Behold, a nice script that will let you use almost any tool on your path to output a representation of, well, ANYTHING, and then diff it with the tool of your choice.  I may end up developing a version that could take different command line arguments to change things up, but right now I just edit the file and save it with different names, like jardiff.pl, binarydiff.pl, etc...

jardiff.pl
#!/usr/bin/perl -w
use strict;
use warnings;
use diagnostics;

my $left = shift();
my $right = shift();

die unless ((-e $left) and (-e $right));

my $vis_tool = "jar -tf";
my $diff_tool = "vimdiff";

my $cmd="bash -c \"$diff_tool <($vis_tool $left) <$vis_tool $right)\"";
exit system($cmd);
Lets go over what is going on with each line...

#!/usr/bin/perl -w
use strict;
use warnings;
use diagnostics;
A good way to start out perl scripts, first line tells your shell what program to execute, and the rest of the lines are good ways of checking yourself if you make a mistake.. giving useful parsing error messages, enforcing stricter syntax, etc..

my $left = shift();
my $right = shift();
This brings the 1st and 2nd arguments off the command line and stores them in the $left and $right values.

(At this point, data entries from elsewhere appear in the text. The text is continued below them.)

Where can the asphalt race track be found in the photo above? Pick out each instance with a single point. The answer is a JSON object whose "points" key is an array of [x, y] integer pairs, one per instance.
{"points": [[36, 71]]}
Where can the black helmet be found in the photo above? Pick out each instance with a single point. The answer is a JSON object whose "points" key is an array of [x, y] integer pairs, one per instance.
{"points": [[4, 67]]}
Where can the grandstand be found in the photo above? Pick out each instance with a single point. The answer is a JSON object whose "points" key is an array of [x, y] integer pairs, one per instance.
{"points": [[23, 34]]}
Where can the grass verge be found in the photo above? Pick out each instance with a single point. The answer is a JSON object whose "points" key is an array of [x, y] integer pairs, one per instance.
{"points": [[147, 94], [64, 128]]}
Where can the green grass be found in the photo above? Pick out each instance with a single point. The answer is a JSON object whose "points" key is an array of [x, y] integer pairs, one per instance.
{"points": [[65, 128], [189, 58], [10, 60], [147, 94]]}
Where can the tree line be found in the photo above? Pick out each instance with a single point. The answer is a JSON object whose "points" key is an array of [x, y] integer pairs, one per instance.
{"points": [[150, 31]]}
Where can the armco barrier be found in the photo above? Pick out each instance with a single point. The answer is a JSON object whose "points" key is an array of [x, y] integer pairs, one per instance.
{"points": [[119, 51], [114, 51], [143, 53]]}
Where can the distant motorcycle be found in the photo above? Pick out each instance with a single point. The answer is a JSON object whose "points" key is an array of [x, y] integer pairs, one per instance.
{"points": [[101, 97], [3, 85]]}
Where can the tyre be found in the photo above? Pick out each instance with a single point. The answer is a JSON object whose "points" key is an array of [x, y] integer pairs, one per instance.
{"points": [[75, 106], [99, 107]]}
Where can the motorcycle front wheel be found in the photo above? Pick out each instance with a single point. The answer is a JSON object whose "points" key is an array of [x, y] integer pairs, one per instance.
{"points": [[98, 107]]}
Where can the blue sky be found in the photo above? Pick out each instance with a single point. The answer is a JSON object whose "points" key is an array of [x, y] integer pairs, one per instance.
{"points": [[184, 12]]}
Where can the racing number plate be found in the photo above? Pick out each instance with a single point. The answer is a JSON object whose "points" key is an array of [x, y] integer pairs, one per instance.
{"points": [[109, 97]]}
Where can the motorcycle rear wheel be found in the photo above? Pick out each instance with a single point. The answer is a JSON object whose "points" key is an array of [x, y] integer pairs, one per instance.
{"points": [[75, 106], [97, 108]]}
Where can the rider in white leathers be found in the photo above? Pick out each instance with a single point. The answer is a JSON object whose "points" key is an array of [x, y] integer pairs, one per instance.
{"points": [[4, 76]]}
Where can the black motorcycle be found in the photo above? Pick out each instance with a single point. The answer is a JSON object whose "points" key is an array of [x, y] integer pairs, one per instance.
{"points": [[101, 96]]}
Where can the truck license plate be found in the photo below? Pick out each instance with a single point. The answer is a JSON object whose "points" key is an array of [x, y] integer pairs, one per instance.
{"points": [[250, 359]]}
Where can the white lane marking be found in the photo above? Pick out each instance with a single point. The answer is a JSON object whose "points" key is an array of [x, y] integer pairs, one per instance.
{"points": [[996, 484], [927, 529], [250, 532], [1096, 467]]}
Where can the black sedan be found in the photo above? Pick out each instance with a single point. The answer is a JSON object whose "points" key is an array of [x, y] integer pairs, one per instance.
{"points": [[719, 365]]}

die unless ((-e $left) and (-e $right));
This line exits the script if both the left and right arguments do not exist as files on your system.  I should add a usage statement to make things easier.

my $vis_tool = "jar -tf";
my $diff_tool = "vimdiff";
Here is where our choices come in.  In this instance, our visualization tool is 'jar -tf', which lists the contents of a jar specified by the file you pass to the command.  If you also care about the dates and timestamps, you can add the -v command to also display that additional information.

The $diff_tool is pretty self explanatory... you can use diff, vimdiff, or whatever diff program you have available.

my $cmd="bash -c \"$diff_tool <($vis_tool $left) <$(vis_tool $right)\"";
exit system($cmd);
And this simply puts all the parts together, and runs it on the shell. Lets work left to right.

To make sure we execute this with bash, we use bash -c \" $CMD_HERE \" to execute the command.  We need to escape the quotes because we quoted the string to assign it to my $cmd.

The $diff_tool is pretty simple, we just envoke the command we specified earlier.  In most cases, your diff tool expects to get two files to compare (you can use a tool like diff3 to do a three-way diff).

This brings us to the <( ... )operator.  This executes the given command in a subshell, and output gets passed in as a file handle back to the original command.  If we didn't do this, we would have to dump the output of each of the individual $vis_tool commands to a temp file, and then pass each file to the diff tool, and then clean up our temp files.

Finally, we actually execute the command with
exit system($cmd);
The other really useful way that I make this script is my 'binary' diff version.  Most people would use hexdump to  get a more diff-able version of a binary file, but I actually prefer to use xxd to get output that is both in hex and it attempts to 'stringify' as much of the binary as it can, and it shows it off to the side.

daryl$ xxd xpp3_min-1.1.4c.jar | head 
0000000: 504b 0304 0a00 0000 0000 12a5 6a35 0000  PK..........j5.. 0000010: 0000 0000 0000 0000 0000 0900 0000 4d45  ..............ME 0000020: 5441 2d49 4e46 2f50 4b03 040a 0000 0008  TA-INF/PK....... 0000030: 0011 a56a 35e5 823f 7b5e 0000 006a 0000  ...j5..?{^...j.. 0000040: 0014 0000 004d 4554 412d 494e 462f 4d41  .....META-INF/MA 0000050: 4e49 4645 5354 2e4d 46f3 4dcc cb4c 4b2d  NIFEST.MF.M..LK- 0000060: 2ed1 0d4b 2d2a cecc cfb3 5230 d433 e0e5  ...K-*....R0.3.. 0000070: 72cc 4312 712c 484c ce48 5500 8a01 25cd  r.C.q,HL.HU...%. 0000080: f48c 78b9 9c8b 5213 4b52 5374 9d2a 41ea  ..x...R.KRSt.*A. 0000090: 4df5 0ce2 0d8c 7593 0ccc 1534 824b f314  M.....u....4.K..

This diff technique has been very helpful for me comparing all kinds of files, and I hope it can help you too!